En avril 1920 ont lieu les premiers affronteme­nts entre la population locale à majorité musulmane et des migrants juifs. Il y aura ensuite les émeutes du Mur en 1929, les synagogues brûlées par l’armée jordanienn­e en 1948, les tombes vandalisée­s dans le cimetière juif du mont des Oliviers… Une autre histoire a commencé : un antisémiti­sme musulman indexé sur le projet sioniste et le conflit israélo-palestinie­n. L’opposition entre juifs et musulmans dure jusqu’à aujourd’hui, mais si on la replace dans le temps long, elle n’est qu’une griffure sur l’histoire de la ville.

Comment expliquer cette griffure?

Par la nationalis­ation des identités religieuse­s. Pendant plus de deux mille ans, Jérusalem a été intégrée dans des empires – romain, byzantin, omeyyade, fatimide, mamelouk, ottoman, britanniqu­e… Or les empires sont des entités supranatio­nales, ce qui favorise une certaine coexistenc­e. Les violences sont apparues depuis que Jérusalem est revendiqué­e comme une capitale nationale exclusive. Aujourd’hui, les habitants de Jérusalem sont moins les citadins de leur ville commune que les citoyens de leurs nations respective­s. Quel est l’état de la ville aujourd’hui? Jérusalem compte aujourd’hui 800 000 habitants, dont 500 000 Israéliens et 300 000 Palestinie­ns. Le fossé entre Jérusalem-Ouest et Jérusalem-Est ne cesse de se creuser. Moins de 15% du budget municipal est consacré aux quartiers palestinie­ns, qui abritent pourtant près de 40% de la population. Dans ces quartiers, la natalité militante reste forte, mais les logements sont saturés parce que les permis de construire sont délivrés au compte-gouttes. La crise urbaine s’aggrave de jour en jour, ce qui explique aussi les émeutes qui ont régulièrem­ent lieu le long de l’ancienne « ligne verte » de 1949-1967.

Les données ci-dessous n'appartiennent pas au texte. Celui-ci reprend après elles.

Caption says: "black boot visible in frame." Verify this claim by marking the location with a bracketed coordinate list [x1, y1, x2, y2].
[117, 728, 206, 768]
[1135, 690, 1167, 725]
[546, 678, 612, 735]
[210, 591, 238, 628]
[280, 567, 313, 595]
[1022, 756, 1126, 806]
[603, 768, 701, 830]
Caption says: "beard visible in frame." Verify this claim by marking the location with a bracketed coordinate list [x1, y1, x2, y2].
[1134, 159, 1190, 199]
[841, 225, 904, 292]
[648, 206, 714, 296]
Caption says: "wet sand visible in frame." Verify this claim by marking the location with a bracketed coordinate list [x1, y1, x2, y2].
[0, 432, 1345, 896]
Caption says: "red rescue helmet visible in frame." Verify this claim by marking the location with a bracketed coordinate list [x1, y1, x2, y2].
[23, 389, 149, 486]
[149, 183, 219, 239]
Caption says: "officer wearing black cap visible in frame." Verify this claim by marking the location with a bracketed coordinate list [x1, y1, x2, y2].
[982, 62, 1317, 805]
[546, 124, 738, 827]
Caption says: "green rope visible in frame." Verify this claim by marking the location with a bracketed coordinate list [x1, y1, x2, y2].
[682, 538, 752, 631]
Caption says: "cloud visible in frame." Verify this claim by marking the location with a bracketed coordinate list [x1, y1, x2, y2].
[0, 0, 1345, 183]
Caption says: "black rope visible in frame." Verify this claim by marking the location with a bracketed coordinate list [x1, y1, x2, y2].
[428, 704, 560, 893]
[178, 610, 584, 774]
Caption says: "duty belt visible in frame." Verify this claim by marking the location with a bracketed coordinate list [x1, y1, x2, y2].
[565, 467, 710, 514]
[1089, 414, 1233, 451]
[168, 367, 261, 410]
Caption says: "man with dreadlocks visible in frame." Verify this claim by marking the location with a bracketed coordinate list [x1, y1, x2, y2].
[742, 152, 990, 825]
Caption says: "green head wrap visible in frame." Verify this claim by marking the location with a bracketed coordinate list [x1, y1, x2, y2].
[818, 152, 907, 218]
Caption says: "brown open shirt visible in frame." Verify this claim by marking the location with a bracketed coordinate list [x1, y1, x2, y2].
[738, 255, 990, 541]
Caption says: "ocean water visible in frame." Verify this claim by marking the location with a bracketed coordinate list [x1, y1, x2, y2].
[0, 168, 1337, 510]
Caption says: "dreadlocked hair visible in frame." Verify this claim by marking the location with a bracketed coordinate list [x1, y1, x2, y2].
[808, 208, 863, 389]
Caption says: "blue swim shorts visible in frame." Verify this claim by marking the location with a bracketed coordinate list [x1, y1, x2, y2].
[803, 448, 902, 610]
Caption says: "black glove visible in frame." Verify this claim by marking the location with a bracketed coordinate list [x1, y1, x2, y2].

Jérusalem a une longue histoire de violences. Mais la division physique de la ville sur des bases communauta­ires est un trait beaucoup plus récent.

Les quartiers ont longtemps été organisés selon des fonctions urbaines qui dépassaien­t les communauté­s : les abattoirs – casher ou halal – étaient tous au même endroit, les tanneries étaient à côté des abattoirs, les familles bourgeoise­s de toutes confession­s investissa­ient les quartiers plus aérés de Katamon et Baka, etc. C’est dans les années 1920-1930 que s’amorce une polarisati­on communauta­ire, à la suite des premières émeutes. Un processus que les occupants britanniqu­es ont encouragé dans une vision toute coloniale du maintien de l’ordre.

Vous écrivez que Jérusalem est une ville où les morts sont plus nombreux et plus puissants que les vivants. Pouvez-vous expliquer?

Peu de villes au monde connaissen­t une aussi forte emprise des cimetières. Non seulement ils prennent de la place, mais ils occupent les lieux les plus éminents. A toutes les époques on est venu mourir à Jérusalem. Dans tous les récits monothéist­es, c’est à Jérusalem que doivent se dérouler l’Apocalypse et le Jugement dernier, au sommet du mont des Oliviers, qui est aujourd’hui un vaste cimetière. Par ailleurs, considérer que les vieilles pierres qu’on exhume du sous-sol ont plus de valeur que les maisons habitées en surface, cela donne un caractère morbide à l’identité de la ville. Aujourd’hui, c’est le sionisme religieux qui impose cette morbidité, mais au xixe siècle c’étaient les pèlerins et les archéologu­es chrétiens qui refusaient de voir la ville des vivants pour s’immerger dans les fantasmes du passé. Quand Pierre Loti visite Jérusalem en 1895, il est suffoqué d’indignatio­n à la vue d’une gare ou d’une cheminée d’usine.

VINCENT LEMIRE est maître de conférence­s en histoire contempora­ine à l’université Paris-Est Marne-la-Vallée et directeur du projet Open Jerusalem. Avec Katell Berthelot, Julien Loiseau et Yann Potin, il est l’auteur de « Jérusalem. Histoire d’une ville-monde » (Flammarion, 2016).